Conversion of solar power to electricity has emerged as a highly promising solution to world's increasing energy demands. Although commercialized solar cells are currently dominated by silicon- and other inorganic compound semiconductor-based devices,^1–4 bulk heterojunction (BHJ) organic photovoltaic (OPV) devices consisting of electron-donating conjugated polymers and electron-accepting organic semiconductors have recently attracted tremendous scientific and industrial attention due to the advantages of a simple device structure, light-weight, low-cost, and the possibility of being fabricated into flexible devices.^5–8 Fullerene derivatives have been widely utilized as an electron-accepting material in OPVs because of their strong electron-deficient character and excellent semiconducting properties originated from their small reorganization energies of electron transfer,⁹ whereas non-fullerene electron acceptors, exhibiting high power conversion efficiencies (PCEs), have recently emerged as alternatives.^10–13 Specifically, [70]fullerene derivatives such as [6,6]-phenyl-C₇₁-butyric acid methyl ester ([70]PCBM) are preferentially employed in high-performance OPVs compared to [60]fullerene derivatives owing to their better light-harvesting ability in visible region and higher solubility in organic solvents.^14,15 However, even mono-addition reactions to C₇₀ generally yield a mixture of regioisomer products as the result of the low symmetry of C₇₀ cage (D_5h), while the same additions to C₆₀ with the high symmetry (I_h) generate a single product. A C₇₀ cage has four different types of non-equivalent [6,6]-bonds, i.e., α-, β-, ε-, κ-type bonds (Fig. 1a). It is known that [70]PCBM prepared by a conventional method using 4-benzoylbutyrate tosylhydrazone and C₇₀ contains α-type isomer (80–90%) and β-type one (10–20%) (Fig. 1b).^14,16–21 Although the difference in the regioisomers affects the device performances, [70]PCBM is usually used as the regioisomer mixture in OPVs because of the difficulty of their separation and purification in a large scale.

Fig. 1 Structures of (a) [70]fullerene and (b) [70]PCBM isomers. α-, β-, ε-, and κ-type [6,6]-bonds of [70]fullerene are represented by red, blue, green and orange lines in (a).
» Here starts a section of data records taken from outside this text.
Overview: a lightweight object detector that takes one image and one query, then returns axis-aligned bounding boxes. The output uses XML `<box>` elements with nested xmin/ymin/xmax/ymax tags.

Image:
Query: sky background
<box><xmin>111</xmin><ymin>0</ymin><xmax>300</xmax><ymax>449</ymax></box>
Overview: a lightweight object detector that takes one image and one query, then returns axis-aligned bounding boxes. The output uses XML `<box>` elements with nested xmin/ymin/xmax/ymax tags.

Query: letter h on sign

Recently, by using a special high-performance liquid chromatography (HPLC) suitable for the separation of fullerenes, we separated as-purchased [70]PCBM (denoted as mix-[70]PCBM) into regioisomerically pure α- and β-[70]PCBM in a large quantity and investigated the regioisomer effects on the photovoltaic properties for the first time.¹⁶ In combination with an amorphous conjugated polymer PCDTBT (poly[N-9′-heptadecanyl-2,7-carbazole-alt-5,5-(4′,7′-di-2-thienyl-2′,1′,3′-benzothiadiazole)]), the pure [70]PCBM regioisomers led to higher PCEs of 6.20% for α-[70]PCBM and 6.46% for β-[70]PCBM than that of 5.59% for mix-[70]PCBM, demonstrating that the use of the single regioisomers of [70]PCBM can cause a positive effect on the photovoltaic properties. Meanwhile, Martín and coworkers selectively synthesized α-[70]PCBM by a reaction between a diazonium compound and C₇₀ and found that the OPV device based on a crystalline conjugated polymer PffBT4T-2OD (poly[(5,6-difluoro-2,1,3-benzothiadiazol-4,7-diyl)-alt-(3,3′′′-di(2-octyldodecyl)-2,2′; 5′,2′′; 5′′,2′′′-quaterthiophen-5,5′′′-diyl)]) and α-[70]PCBM showed a comparable PCE (6.63%) to that of the device with PffBT4T-2OD and mix-[70]PCBM (6.45%).²⁰ Moreover, Zhan et al. reported that α- and β-[70]PCBM, in combination with a relatively amorphous conjugated polymer PTB7 (poly[[4,8-bis[(2-ethylhexyl)oxy]benzo[1,2-b:4,5-b′]dithiophene-2,6-diyl][3-fluoro-2-[(2-ethylhexyl)carbonyl]thieno[3,4-b]thiophenediyl]]), exhibited PCEs of 6.04% and 5.05%, respectively, which are inferior to that of mix-[70]PCBM (7.44%), implying that the single regioisomers of [70]PCBM do not always provide a better device performance than mix-[70]PCBM.¹⁸ It was suggested that the differences in molecular packing in the fullerene domains and the phase separation structures in the blend films, which are significantly dependent on the isomerism of [70]PCBM, exerted a substantial impact on the photovoltaic properties.^16,18 Nevertheless, investigations of the regioisomer effect of [70]fullerene mono-adducts on OPV device performances are still extremely limited, and thus remain to be solved.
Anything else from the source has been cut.